OSB is still high, but about 10% off the max price it hit. OSB is the most likely to crash due to production being a matter of adding shifts to production vs legit raw material issues.

Plywood is high too, and likely to stay high for some time. Veneer is an issue as the engineered wood market pulls a significant amount of the high quality veneers.

Pressure treated supply across all of North America was an issue - if you weren’t affected, you were extremely lucky.

Demand overall is likely to stay high with US starts sitting at 1.5M and a significant short term switch to single family vs the last 5 year trend of multi family. As you can imagine, there is far more material in a single family start vs a multi family.
 
It also has to do with the >20% tariff on softwood lumber that Trump slapped on Canadian imports (which I believe accounts for more than 25% of US consumption). US producers claim unfair competition (which the WTO has ruled against), even though they do not have the capacity to supply their own market.
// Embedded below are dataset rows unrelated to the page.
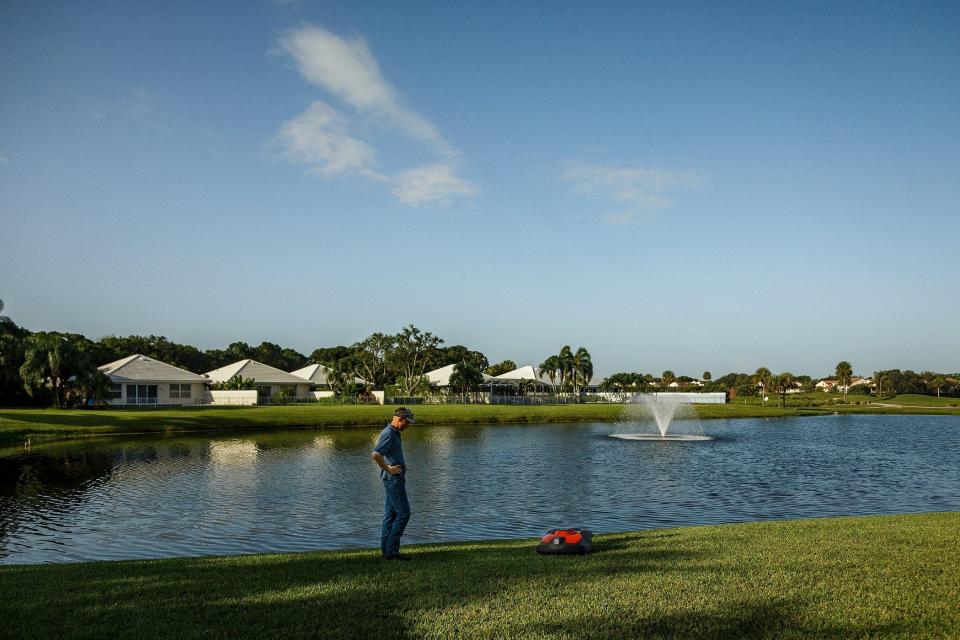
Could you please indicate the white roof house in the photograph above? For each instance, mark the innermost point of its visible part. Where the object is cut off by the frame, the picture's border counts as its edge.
(317, 374)
(140, 368)
(262, 374)
(527, 373)
(139, 380)
(441, 377)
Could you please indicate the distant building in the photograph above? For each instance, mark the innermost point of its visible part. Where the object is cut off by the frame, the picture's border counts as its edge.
(142, 381)
(269, 380)
(317, 375)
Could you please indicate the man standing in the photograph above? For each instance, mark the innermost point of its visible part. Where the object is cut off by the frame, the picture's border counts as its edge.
(388, 454)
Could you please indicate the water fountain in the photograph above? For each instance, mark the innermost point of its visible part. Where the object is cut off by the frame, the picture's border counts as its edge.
(662, 408)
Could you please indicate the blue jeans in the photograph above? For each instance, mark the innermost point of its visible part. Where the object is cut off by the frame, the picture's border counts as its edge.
(396, 514)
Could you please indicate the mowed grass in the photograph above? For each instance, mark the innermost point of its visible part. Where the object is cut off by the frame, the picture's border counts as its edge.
(16, 425)
(917, 400)
(883, 576)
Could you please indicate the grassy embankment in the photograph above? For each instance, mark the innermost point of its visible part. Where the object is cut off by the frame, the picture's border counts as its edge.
(49, 424)
(882, 576)
(39, 425)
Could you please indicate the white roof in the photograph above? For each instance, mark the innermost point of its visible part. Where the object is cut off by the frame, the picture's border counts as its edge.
(317, 374)
(140, 368)
(441, 376)
(526, 373)
(261, 373)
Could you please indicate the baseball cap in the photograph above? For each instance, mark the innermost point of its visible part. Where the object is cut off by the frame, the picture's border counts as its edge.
(404, 413)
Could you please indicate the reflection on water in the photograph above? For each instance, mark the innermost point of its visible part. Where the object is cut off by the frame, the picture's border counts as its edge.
(300, 490)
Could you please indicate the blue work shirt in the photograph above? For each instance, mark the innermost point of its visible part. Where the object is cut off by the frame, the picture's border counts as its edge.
(390, 447)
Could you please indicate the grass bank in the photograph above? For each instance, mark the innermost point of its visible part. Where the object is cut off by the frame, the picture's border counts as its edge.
(887, 576)
(16, 425)
(43, 425)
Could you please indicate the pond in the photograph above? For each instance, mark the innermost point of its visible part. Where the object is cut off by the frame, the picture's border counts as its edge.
(318, 489)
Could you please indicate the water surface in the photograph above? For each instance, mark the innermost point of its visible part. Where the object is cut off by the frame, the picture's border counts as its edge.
(318, 489)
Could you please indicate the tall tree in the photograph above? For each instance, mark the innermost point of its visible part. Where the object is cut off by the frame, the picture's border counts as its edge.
(12, 348)
(442, 356)
(49, 360)
(667, 378)
(370, 358)
(500, 368)
(466, 377)
(550, 368)
(762, 378)
(409, 354)
(565, 359)
(936, 382)
(844, 372)
(582, 370)
(329, 355)
(782, 383)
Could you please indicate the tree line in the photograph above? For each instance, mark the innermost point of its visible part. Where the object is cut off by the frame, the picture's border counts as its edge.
(886, 383)
(49, 367)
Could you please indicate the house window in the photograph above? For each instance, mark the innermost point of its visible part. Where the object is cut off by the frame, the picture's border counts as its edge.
(179, 390)
(141, 394)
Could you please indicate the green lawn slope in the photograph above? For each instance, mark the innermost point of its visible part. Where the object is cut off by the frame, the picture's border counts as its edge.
(876, 577)
(41, 425)
(16, 425)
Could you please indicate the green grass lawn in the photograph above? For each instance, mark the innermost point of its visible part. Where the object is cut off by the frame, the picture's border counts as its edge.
(917, 400)
(16, 425)
(885, 576)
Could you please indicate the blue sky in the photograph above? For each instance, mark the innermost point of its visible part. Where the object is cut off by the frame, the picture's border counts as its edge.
(692, 186)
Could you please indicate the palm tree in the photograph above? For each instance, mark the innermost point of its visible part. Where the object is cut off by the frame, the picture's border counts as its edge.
(47, 362)
(465, 377)
(762, 377)
(844, 372)
(565, 358)
(783, 382)
(878, 380)
(667, 378)
(550, 368)
(938, 381)
(582, 369)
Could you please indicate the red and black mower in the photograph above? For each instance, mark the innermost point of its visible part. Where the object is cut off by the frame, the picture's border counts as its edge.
(571, 540)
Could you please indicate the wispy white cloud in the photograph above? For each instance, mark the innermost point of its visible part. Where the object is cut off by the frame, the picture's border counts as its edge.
(320, 137)
(431, 184)
(331, 141)
(637, 190)
(348, 70)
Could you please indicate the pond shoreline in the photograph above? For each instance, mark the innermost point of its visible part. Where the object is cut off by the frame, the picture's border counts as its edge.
(849, 576)
(32, 427)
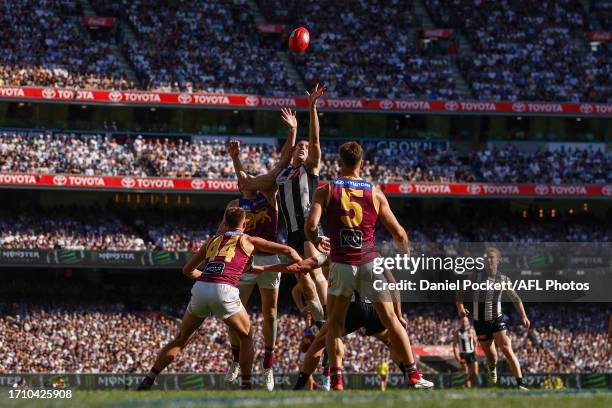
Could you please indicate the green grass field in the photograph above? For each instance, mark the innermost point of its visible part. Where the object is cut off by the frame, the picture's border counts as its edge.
(357, 399)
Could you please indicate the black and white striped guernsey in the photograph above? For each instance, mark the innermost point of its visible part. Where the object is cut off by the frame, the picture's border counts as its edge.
(296, 186)
(487, 303)
(466, 343)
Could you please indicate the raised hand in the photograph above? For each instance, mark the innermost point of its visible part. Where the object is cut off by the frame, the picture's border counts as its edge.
(234, 149)
(315, 94)
(289, 118)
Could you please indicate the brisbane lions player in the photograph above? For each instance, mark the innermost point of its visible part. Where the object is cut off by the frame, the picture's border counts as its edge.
(262, 216)
(353, 207)
(224, 257)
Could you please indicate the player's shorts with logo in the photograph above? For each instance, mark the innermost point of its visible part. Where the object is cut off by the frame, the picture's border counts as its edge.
(266, 280)
(216, 299)
(468, 357)
(362, 314)
(345, 278)
(485, 328)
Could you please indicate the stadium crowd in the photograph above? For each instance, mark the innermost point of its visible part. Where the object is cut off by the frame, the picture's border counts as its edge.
(517, 49)
(203, 45)
(113, 338)
(139, 156)
(525, 50)
(41, 45)
(96, 229)
(356, 56)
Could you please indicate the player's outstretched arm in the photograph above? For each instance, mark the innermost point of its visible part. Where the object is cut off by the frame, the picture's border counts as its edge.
(387, 218)
(303, 266)
(314, 216)
(262, 245)
(290, 119)
(264, 182)
(191, 269)
(313, 162)
(222, 227)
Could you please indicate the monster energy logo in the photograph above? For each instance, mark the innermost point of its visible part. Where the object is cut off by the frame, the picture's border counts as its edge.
(69, 256)
(537, 261)
(457, 380)
(594, 381)
(193, 382)
(163, 257)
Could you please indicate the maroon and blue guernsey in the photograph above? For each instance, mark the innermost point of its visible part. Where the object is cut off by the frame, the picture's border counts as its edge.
(261, 216)
(225, 259)
(352, 211)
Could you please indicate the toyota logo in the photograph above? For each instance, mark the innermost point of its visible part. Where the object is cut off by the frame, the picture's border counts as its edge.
(197, 184)
(451, 105)
(252, 100)
(541, 189)
(60, 180)
(128, 182)
(474, 189)
(185, 98)
(405, 188)
(115, 96)
(386, 104)
(49, 93)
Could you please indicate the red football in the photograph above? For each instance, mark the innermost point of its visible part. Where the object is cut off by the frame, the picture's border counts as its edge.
(299, 40)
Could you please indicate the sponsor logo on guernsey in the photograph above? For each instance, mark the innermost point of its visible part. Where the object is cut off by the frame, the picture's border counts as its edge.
(358, 184)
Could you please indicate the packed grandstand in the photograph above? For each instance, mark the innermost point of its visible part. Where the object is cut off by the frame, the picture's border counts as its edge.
(501, 50)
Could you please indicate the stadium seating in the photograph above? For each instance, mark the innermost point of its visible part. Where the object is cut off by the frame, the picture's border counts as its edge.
(102, 155)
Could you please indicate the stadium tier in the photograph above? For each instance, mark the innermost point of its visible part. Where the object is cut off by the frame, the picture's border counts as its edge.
(101, 155)
(474, 54)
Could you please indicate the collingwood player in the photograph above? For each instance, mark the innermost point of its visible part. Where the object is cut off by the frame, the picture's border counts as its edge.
(464, 349)
(262, 216)
(488, 319)
(296, 184)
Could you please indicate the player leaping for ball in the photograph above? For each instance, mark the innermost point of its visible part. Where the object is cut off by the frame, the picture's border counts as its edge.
(224, 256)
(262, 216)
(296, 184)
(353, 207)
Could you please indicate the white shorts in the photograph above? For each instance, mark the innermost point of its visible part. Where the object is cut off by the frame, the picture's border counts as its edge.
(344, 279)
(266, 280)
(217, 299)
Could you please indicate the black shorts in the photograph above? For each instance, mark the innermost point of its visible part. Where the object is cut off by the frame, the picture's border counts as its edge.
(486, 328)
(296, 240)
(361, 314)
(468, 357)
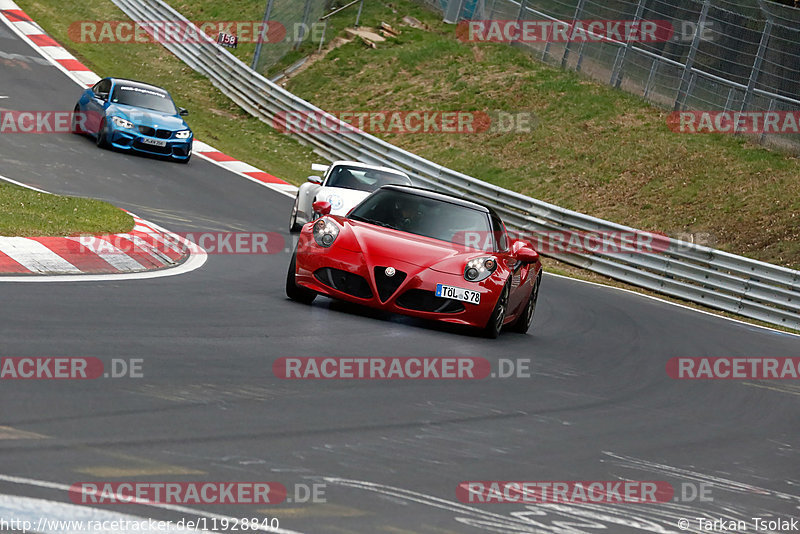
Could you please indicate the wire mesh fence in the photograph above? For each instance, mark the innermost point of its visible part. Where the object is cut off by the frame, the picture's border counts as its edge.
(721, 56)
(290, 23)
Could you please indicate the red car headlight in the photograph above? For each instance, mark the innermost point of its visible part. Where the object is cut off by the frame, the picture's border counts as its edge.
(325, 232)
(478, 269)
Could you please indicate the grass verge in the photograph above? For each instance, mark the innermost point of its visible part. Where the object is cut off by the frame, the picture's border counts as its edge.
(26, 212)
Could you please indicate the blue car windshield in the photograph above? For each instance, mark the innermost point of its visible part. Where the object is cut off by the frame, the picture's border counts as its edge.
(141, 97)
(429, 217)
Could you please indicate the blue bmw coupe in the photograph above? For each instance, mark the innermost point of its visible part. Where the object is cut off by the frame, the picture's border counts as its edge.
(130, 115)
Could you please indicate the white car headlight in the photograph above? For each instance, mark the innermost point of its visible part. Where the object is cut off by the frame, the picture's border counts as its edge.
(122, 123)
(325, 232)
(478, 269)
(336, 202)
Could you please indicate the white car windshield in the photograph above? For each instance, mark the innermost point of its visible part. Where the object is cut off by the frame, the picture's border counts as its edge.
(361, 179)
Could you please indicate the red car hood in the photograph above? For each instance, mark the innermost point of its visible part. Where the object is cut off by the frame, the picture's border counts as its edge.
(376, 242)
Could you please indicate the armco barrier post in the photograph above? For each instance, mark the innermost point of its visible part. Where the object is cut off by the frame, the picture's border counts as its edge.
(302, 34)
(683, 90)
(453, 12)
(264, 33)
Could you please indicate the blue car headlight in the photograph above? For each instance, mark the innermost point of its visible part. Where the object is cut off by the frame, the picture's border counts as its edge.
(122, 123)
(325, 232)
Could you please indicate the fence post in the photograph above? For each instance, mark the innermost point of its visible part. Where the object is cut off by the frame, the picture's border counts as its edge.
(263, 36)
(358, 17)
(683, 93)
(521, 10)
(302, 35)
(575, 18)
(491, 13)
(754, 73)
(616, 76)
(770, 109)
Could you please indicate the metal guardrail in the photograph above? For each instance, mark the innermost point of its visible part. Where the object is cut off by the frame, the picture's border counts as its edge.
(714, 278)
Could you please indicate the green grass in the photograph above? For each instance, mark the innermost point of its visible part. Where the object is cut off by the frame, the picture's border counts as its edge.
(213, 117)
(26, 212)
(595, 149)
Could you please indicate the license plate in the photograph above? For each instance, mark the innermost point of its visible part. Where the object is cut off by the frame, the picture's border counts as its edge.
(458, 293)
(154, 142)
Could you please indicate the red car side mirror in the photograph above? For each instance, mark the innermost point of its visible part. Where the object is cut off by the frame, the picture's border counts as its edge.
(322, 207)
(526, 254)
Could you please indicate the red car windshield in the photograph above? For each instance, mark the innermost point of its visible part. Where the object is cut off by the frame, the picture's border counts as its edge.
(427, 217)
(362, 179)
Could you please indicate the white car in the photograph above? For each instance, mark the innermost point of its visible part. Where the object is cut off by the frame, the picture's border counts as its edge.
(343, 184)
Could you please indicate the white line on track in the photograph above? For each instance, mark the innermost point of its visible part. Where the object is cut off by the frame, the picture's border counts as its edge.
(685, 307)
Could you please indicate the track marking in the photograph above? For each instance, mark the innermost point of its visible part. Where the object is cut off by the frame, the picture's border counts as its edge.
(51, 517)
(780, 388)
(685, 307)
(168, 507)
(7, 432)
(197, 258)
(318, 510)
(122, 472)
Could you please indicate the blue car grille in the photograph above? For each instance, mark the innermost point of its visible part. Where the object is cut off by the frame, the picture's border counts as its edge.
(152, 132)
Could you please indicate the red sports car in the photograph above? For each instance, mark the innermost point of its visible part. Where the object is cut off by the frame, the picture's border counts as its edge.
(419, 253)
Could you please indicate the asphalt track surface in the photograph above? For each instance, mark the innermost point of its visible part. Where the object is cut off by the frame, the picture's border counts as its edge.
(597, 406)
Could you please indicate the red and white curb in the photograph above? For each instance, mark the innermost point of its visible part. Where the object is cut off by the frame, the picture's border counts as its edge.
(147, 251)
(30, 32)
(144, 248)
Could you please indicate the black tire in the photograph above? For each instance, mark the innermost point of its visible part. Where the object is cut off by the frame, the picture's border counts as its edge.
(293, 291)
(495, 323)
(294, 226)
(74, 126)
(102, 142)
(524, 321)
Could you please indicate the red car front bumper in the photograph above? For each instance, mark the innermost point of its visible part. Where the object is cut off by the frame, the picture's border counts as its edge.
(350, 276)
https://www.bloomberg.com/news/arti...-spat-with-canada-is-costing-u-s-homebuilders
https://globalnews.ca/news/7312096/canada-softwood-lumber-tariff-dispute-u-s-trudeau/
This has been ongoing since the 80’s. US claims that because the majority of the logging rights are on Crown Land (owned by the government) that it qualifies as a subsidy, which there is some legitimacy to. End of the day though, the subsidy just costs the consumers more money.